Personal information
- Born: 5 September 1974 (age 51) Bergen, Norway

Sport
- Country: Norway
- Sport: Paralympic cycling Cross-country skiing

Medal record
Paralympic cycling
Representing Norway
Paralympic Games
| Silver medal – second place | 2000 Sydney | Individual pursuit tandem open |
| Bronze medal – third place | 2000 Sydney | Road tandem open |
| Bronze medal – third place | 2000 Sydney | 1km time trial tandem open |

= Cathrine Nøttingnes =

Norwegian cross-country skier

Cathrine Nøttingnes (born 5 September 1974) is a Norwegian paralympic athlete. She participated in the 2000 Paralympic Summer Games in Sydney, where she won a total of three medals in cycling. She also participated in the 1994 Paralympic Winter Games in Lillehammer, and 1998 Paralympic Winter Games, in Nagano, in cross-country skiing.
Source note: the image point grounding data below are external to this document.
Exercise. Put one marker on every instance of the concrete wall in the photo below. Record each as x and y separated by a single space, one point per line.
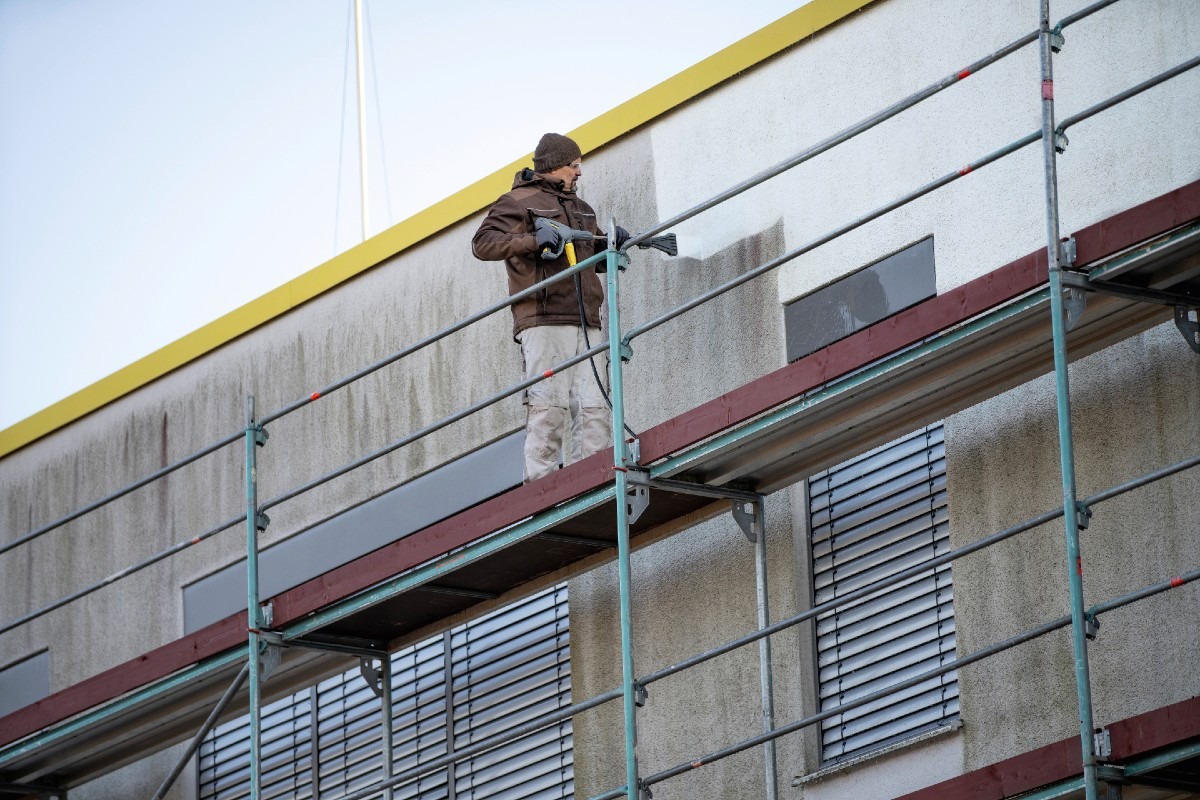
1135 403
690 591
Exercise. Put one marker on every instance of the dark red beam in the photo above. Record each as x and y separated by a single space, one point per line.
1062 761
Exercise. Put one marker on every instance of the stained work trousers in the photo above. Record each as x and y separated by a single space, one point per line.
571 396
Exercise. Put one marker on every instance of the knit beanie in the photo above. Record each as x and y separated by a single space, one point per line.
555 150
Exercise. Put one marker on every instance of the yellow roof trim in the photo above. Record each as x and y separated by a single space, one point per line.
592 136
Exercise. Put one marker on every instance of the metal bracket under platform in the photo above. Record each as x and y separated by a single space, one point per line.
748 506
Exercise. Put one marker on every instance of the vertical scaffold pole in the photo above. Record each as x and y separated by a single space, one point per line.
388 734
1066 447
253 614
765 669
621 465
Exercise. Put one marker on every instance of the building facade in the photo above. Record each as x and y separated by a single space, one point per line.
880 477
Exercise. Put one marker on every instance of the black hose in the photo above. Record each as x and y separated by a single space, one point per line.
583 324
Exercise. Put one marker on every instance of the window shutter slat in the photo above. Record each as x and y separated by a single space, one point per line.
871 518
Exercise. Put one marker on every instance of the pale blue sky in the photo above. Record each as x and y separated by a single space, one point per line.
163 162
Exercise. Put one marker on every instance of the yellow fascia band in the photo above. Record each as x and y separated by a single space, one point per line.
693 82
She is visually impaired, competes in class B2 and cycled with Marianne Bruun.

== Career ==
She competed at the 2000 Paralympic Summer Games, winning a silver medal in cycling, tandem, 3,000 meter pursuit, Bronze medal in cycling, tandem, 1 kilometer time trial, and bronze medal in cycling, tandem, road race.

At the 1998 Paralympic Winter Games, in Nagano, she placed ninth in 5 km Classical Technique B2-3.